Now, the main problem is that the online news media in Austria have been struggling and failing to get a viable business model going, including the "quality media" (i.e. Presse and Standard, whose quality has declined a lot in recent years in trying to get profitable). Currently it's a mix of burying the site in ads (Standard, Krone etc., usually offering a "Pur" option where you pay a monthly fee to hide most ads), or just going full paywall (Presse, Kurier - Presse monthly subscription is €14, Kurier €22.90).

Offered the option between freely accessible news and paywall/ad hell, sure a lot of people will opt for the latter. But at the same time the privately owned (but dependent on Austrian government's extraordinary discretionary ad spending) fail to make their content attractive/interesting enough to draw eyeballs willing to pay.
I am, somehow, less interested in the weight and convolutions of Einstein's brain than in the near certainty that people of equal talent have lived and died in cotton fields and sweatshops.
—Stephen Jay Gould

Proud owner of 42 Zoupa Points.

Barrister

That all sounds very familiar Syt.

My dad, who was a newspaper guy his entire career, always resented the CBC.  They got a whole bunch of government funding to compete with private broadcasters.

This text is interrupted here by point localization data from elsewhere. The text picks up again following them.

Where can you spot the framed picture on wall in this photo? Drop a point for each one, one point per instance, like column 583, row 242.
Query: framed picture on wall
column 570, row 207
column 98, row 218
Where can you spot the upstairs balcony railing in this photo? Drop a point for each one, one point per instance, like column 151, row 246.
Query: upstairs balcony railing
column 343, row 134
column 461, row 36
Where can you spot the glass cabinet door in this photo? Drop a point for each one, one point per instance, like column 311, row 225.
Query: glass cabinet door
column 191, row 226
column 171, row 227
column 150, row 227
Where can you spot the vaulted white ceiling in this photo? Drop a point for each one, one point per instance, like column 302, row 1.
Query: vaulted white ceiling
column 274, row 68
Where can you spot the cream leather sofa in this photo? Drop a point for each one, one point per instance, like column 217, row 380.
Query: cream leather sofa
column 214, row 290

Skip to the modern day - CBC still gets a huge amount of subsidy, although candidly now so do private newspapers (though not to the same scale).  CBC now does a very credible online news business, all without ads.  If I'm posting about a news story about Canada on Languish I'll probably use a CBC link, just because there's no paywall of annoying ads. 

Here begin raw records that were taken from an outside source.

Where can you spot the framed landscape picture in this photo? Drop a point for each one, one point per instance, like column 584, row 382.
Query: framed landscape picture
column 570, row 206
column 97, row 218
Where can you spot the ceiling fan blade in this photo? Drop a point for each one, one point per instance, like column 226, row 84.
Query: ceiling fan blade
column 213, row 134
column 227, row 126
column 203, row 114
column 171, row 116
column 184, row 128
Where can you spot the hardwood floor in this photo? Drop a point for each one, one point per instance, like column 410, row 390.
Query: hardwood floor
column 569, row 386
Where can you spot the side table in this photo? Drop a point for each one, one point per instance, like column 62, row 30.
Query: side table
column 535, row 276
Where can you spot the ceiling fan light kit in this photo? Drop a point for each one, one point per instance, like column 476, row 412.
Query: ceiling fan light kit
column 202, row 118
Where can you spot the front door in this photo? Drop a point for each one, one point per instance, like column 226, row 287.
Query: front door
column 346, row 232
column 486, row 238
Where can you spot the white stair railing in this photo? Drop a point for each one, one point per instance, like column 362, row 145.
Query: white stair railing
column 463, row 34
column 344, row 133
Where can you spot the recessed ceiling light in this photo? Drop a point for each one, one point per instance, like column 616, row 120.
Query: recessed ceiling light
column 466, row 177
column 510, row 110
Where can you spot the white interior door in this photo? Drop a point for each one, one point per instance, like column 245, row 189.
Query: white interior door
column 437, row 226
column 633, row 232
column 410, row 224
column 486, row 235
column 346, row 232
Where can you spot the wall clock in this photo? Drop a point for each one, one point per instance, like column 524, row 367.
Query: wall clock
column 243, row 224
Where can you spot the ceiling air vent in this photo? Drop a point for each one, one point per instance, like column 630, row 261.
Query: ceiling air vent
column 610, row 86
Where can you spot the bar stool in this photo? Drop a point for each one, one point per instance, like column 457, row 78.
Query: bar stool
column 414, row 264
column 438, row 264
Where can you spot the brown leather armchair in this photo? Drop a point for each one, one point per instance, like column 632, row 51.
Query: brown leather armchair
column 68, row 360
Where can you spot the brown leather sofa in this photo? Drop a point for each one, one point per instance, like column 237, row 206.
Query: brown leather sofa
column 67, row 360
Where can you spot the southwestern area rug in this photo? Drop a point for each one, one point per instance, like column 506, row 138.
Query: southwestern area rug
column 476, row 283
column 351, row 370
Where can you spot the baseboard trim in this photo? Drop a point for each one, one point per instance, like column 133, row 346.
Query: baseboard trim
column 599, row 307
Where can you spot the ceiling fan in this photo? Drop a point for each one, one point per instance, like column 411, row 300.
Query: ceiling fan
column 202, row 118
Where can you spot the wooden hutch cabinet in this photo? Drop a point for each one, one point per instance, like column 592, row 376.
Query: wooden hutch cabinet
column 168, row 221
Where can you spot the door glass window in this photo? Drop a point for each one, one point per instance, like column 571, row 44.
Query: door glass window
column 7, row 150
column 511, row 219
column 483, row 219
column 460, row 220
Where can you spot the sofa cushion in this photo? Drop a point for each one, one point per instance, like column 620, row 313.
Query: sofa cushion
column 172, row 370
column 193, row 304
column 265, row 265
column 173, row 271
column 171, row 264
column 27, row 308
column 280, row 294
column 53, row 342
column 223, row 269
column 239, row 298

I don't know what the answer is.  It's proven to be very difficult to run a private news organization in 2023 at least on a local or regional (even Canadian) level.  Outfits like the NYT are able to do it but can leverage being an almost global brand.  But heaven help us if the answer is having to rely on government sponsored news like ORF or CBC.
Posts here are my own private opinions.  I do not speak for my employer.

Josquius

Sounds like the media in small countries face the same sort of issue local news faces in the UK, only on a national scale.

Austria needs a channel 4.
██████
██████
██████

Barrister

Quote from: Admiral Yi on May 01, 2023, 02:30:56 PMMy local bank has a chalkboard on which they write a daily trivia question.

Today's question was what musician's real name is Peter Newell Osterberg.

I saw this on Facebook.

Iggy Pop.
Posts here are my own private opinions.  I do not speak for my employer.